South African director Oliver Hermanus, who previously won the Queer Palm in 2011 for his film Beauty, is returning with The History of Sound which is an adaption of the Pulitzer Prize-winning short story of the same title written by Ben Shattuck.

Speaking to Vanity Fair ahead of The History of Sound‘s premiere, Hermanus shared: “I’m a gay man. I would love to go to the movies and watch a movie about a same-sex relationship that maybe makes me cry, but feels fulfilling. So much of queer cinema—and I’ve made queer cinema like this—is about the struggles… We’re not going to make a movie about the problematising of their relationship or their sexuality.

“There is a kind of real sense of companionship, and the joy and loss that comes with the presence and absence of that,” Mescal added. “It’s not just about sex and the intensity of falling in love. It’s deeper than that.”


A woman in a hoodie and cap leaning against a mosaic tile wall.
La Petite Dernière is a queer coming-of-ager. (June Film/Katuh)

La Petite Dernière

La Petite Dernière, which roughly translates to “the baby of the family” or “youngest female child”, is Hafsia Herzi’s coming-of-age errata adapted from Fatima Daas’s 2020 semi-autobiographical novel The Last One. The film follows 17-year-old Fatima, who is the youngest of three daughters in a French-Algerian family, as she prepares to begin a new chapter in life at university in Paris.

With the pressure of her family more distant, she begins to navigate her emerging desires, including her attraction to women and her loyalty to her family. La Petite Dernière is in competition for the Palme d’Or and the Queer Palm. Previously, Herzi won the Un Certain Regard with her 2021 film Good Mother.


Love Letters still: a woman holding her pregnant wife's belly
Love Letters follows a lesbian pregnancy. (The PR Factory)

Love Letters

Alice Douard’s Love Letters (Des preuves d’amour) may not be one of the most hyped titles at the festival, but the quietly moving drama is one that should not be overlooked. The lesbian film follows married couple Céline (Ella Rumpf) and Nadia (Monia Chokri) preparing for their first child.

Set in 2014 France, while Nadia is pregnant and will be on their daughter’s birth certificate, Céline will not be.
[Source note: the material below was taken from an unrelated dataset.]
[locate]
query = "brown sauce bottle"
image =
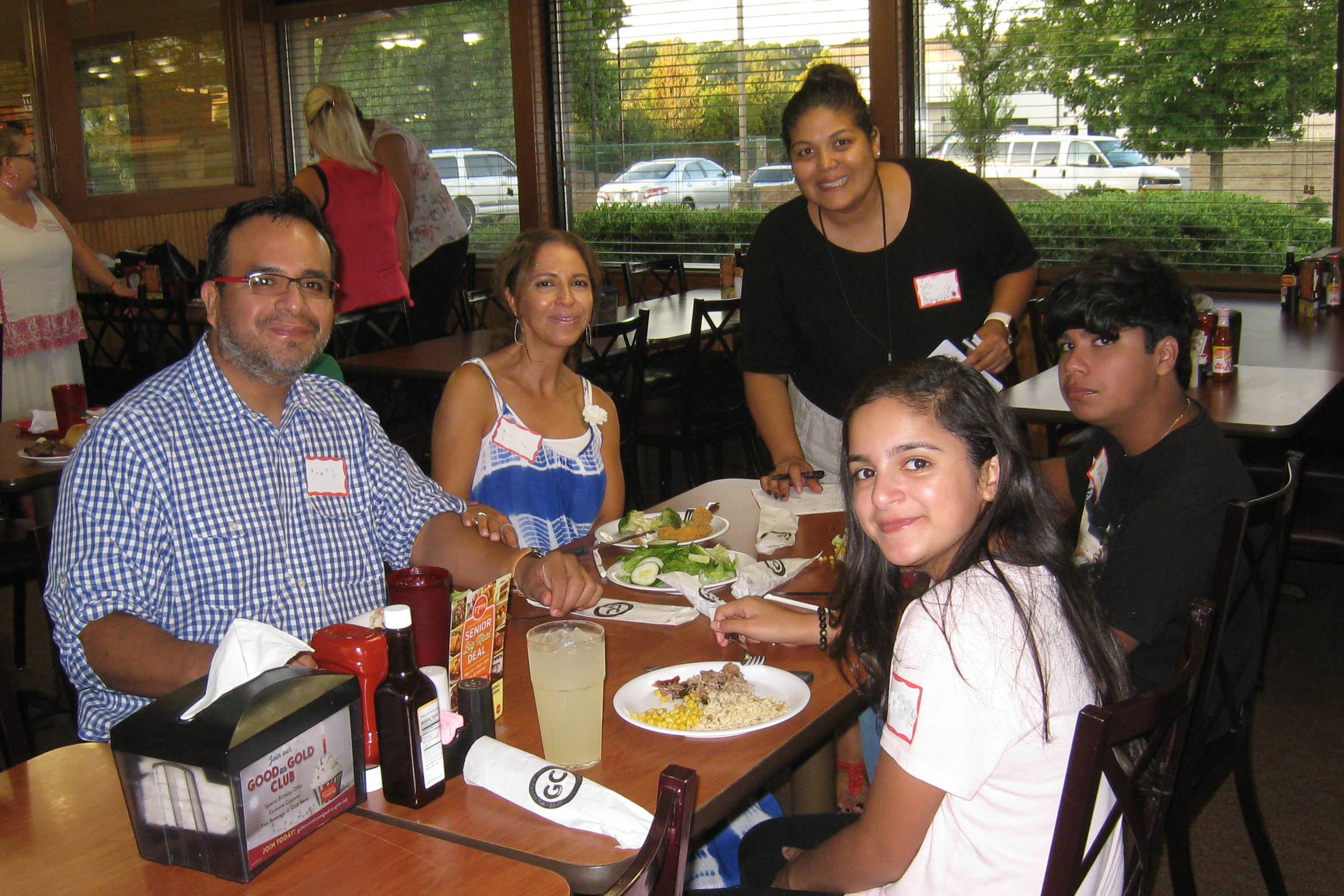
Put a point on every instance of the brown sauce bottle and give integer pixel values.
(408, 720)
The other mother must go through a long legal process to adopt her own daughter to become a mother on paper officially. 

Douard’s film spotlights how even a decade ago the system was not prepared for queer parents. Love Letters charts Céline having to gather 15 testimonies from friends and family to prove she will be a ‘good mother,’ leaving her questioning what that term even means.

Douard shared that she has a personal connection to the plot; she had to adopt her daughter, who her wife gave birth to in 2018. The specific story has universal themes of acceptance and societal recognition that are entangled with the queer experience. 


Harry Melling and Alexander Skarsgård in Pillion
Pillion is a kinky biker drama. (A24)

Pillion

First-time feature director Harry Lighton is arriving in Cannes with a kinky, BDSM-infused romance starring Alexander Skarsgård and Harry Melling. Pillion, named after a motorcycle’s passenger seat, follows quiet Colin (Melling) falling for the handsome, sexually liberated motorcycle club leader Ray (Skarsgård), who takes him on as his sexual submissive.

The steamy drama sees Collin leave behind his dreary suburban life and become increasingly entrenched in Ray’s world of mysteries, to the point that he questions whether the life of a 24/7 submissive is really for him.

The 2025 Cannes Film Festival runs from 13 to 24 May.